Otra gran incógnita es la capacidad real del aparato sindical para defender los derechos e intereses de los trabajadores y de la sociedad civil para defender y representar los suyos, sobre todo en los campos de la calidad de la educación, la salud y la previsión social -protección social. La Concertación no ha precisamente empoderado a las organizaciones sociales para representar y defender sus derechos e intereses, más bien ha desarrollado una práctica de cooptación y dependencia institucional y financiera de sus dirigentes que bien puede ser empleada por el nuevo gobierno.

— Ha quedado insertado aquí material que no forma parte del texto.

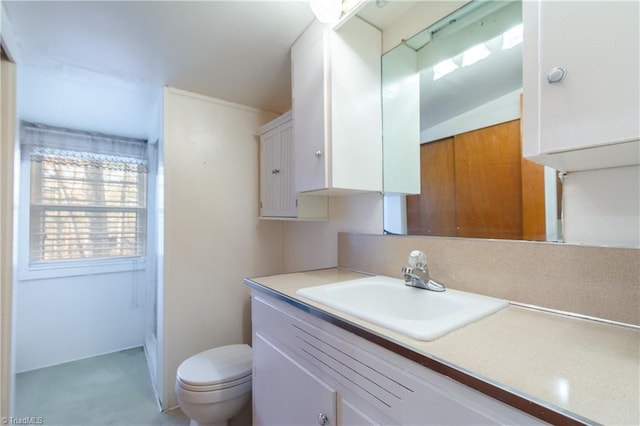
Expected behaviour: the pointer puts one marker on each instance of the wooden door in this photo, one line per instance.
(489, 182)
(433, 211)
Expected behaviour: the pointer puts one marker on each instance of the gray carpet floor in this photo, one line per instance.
(112, 389)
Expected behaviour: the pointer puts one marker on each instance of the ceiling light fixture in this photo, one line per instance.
(326, 11)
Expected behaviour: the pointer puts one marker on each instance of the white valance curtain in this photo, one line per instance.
(39, 140)
(88, 194)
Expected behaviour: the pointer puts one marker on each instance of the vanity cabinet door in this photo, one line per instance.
(596, 104)
(337, 108)
(285, 393)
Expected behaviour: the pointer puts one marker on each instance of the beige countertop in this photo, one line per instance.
(582, 368)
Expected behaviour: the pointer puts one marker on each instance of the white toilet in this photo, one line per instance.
(214, 385)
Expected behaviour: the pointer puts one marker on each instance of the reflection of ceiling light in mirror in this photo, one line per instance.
(326, 11)
(443, 68)
(512, 37)
(475, 54)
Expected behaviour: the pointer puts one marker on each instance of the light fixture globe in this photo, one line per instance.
(326, 11)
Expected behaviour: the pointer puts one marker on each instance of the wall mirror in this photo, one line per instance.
(454, 89)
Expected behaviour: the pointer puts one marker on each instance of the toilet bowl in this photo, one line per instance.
(214, 385)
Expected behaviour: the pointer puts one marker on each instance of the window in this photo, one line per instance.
(88, 195)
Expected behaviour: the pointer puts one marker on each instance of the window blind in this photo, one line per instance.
(88, 194)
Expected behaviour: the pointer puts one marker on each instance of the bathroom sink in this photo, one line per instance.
(417, 313)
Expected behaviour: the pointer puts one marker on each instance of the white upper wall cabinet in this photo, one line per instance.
(337, 111)
(278, 198)
(581, 104)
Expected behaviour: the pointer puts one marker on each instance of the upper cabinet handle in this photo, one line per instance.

El empodermiento de las organizaciones sociales sólo se ha limitado a capacitar a sus dirigentes pero no a darles competencias a las organizaciones para representar y defender a los suyos. La participación social es sólo informativa o consultiva pero en ningún caso deliberativa, resolutiva para los actores sociales y vinculante para las autoridades. Los dirigentes sociales así adiestrados –preformados- bien se pueden plantear que si Ravinet e Insulza se comportan como estadistas en pro de una política de acuerdos, por una política de Estado ¿por qué uno no? Los partidos políticos de la Concertación, también los de la Alianza según los acontecimientos recientes, no parecen estar capacitados para confrontar y negociar exitosamente con los equipos tecnocráticos del nuevo gobierno y del aparato público en general.

En el campo político el nombramiento en el gabinete ministerial de Joaquín Lavín para Educación, copropietario de la Universidad del Desarrollo e importante miembro del Opus Dei, la de Camila Merino en trabajo, cuya mayor experiencia es la gerencia laboral en el sector privado, y a María Ignacia Benítez en medio ambiente, conocida como asesora ambiental de empresas contaminantes, son un desafío muy fuerte -una provocación se dirá- a las organizaciones sociales que luchan por una educación pública universal y de calidad que le asegure a todos los jóvenes igualdad de oportunidades en la actual “sociedad del conocimiento”, por una regulación laboral que garantice una distribución más equitativa del ingreso y desarrolle un mercado interno real, así como por una protección efectiva y derecho de usufructuo social de los recursos naturales nacionales, incluida allí el agua.